The Supreme Court (SCOTUS) is set to take on a Second Amendment case. It’s a big one, too, since it will determine just what shape concealed carry laws can take here in this nation.
Gun control groups are bracing because they figure they’re about to lose another major case before the Court, one that will have long-lasting ramifications on their efforts in all 50 states.
Pro-Second Amendment groups are getting the champaign chilled because even a narrow ruling is likely to be a big win for gun rights throughout the nation.
But some are skeptical, apparently.
In July, a conservative commentator wrote that we should be happy that the Supreme Court is less bad now than at any time during the last 50 years. Another view is that we live in the present, thus should support the court when it rules correctly and oppose it when it rules incorrectly or refuses to rule out of fear of Democrats’ court-packing and term-limit threats, or because no one on the court is comfortable with Americans being armed to the extent the Framers intended.

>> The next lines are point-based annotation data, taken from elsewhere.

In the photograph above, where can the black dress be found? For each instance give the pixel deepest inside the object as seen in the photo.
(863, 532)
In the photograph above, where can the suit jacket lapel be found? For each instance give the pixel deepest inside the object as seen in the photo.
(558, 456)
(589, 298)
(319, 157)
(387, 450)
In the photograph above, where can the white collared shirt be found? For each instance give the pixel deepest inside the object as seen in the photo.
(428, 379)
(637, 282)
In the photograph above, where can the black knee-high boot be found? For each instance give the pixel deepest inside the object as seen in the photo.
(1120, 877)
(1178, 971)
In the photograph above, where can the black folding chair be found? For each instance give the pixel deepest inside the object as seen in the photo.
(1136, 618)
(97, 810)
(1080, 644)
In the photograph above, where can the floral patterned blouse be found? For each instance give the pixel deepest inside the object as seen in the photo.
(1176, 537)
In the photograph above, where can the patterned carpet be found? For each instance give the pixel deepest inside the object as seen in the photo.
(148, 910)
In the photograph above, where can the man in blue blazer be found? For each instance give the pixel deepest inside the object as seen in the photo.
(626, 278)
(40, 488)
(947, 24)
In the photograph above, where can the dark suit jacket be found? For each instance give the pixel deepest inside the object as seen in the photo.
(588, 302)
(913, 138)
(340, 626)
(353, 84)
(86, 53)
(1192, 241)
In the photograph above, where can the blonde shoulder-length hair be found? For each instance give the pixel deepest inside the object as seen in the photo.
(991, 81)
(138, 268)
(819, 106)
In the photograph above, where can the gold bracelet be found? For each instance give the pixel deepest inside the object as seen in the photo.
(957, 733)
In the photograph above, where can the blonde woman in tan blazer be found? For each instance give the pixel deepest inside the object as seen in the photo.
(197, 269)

We may find out which view of the court is more insightful in NYSRPA. If there are five justices who care about original intent, New York will lose, because its law is at odds with the Second Amendment’s text and legislative history, and the history of the right to arms leading to the amendment’s adoption, and it denies New Yorkers their Fourteenth Amendment right to equal protection under the law.
But that’s a big “if.” In Heller, Chief Justice John Roberts and Justices Samuel Alito and Clarence Thomas were part of the majority that rejected original intent to justify banning guns quintessentially within the scope of the right to arms.
Honestly, that’s a fair point. All three of those were part of that decision.
Yet the question you have to ask yourself is why?
The way SCOTUS reaches its decisions isn’t something that just happens. They have to develop enough consensus around a single position so that a majority can be reached one way or the other.
With a 4-4 Court, someone has to be wooed to one side or another. With Heller, there’s reason to believe that part of that wooing process involved a concession that wouldn’t overturn things like the machine gun restrictions in the National Firearms Act. Some indications are that Roberts wanted something along those lines.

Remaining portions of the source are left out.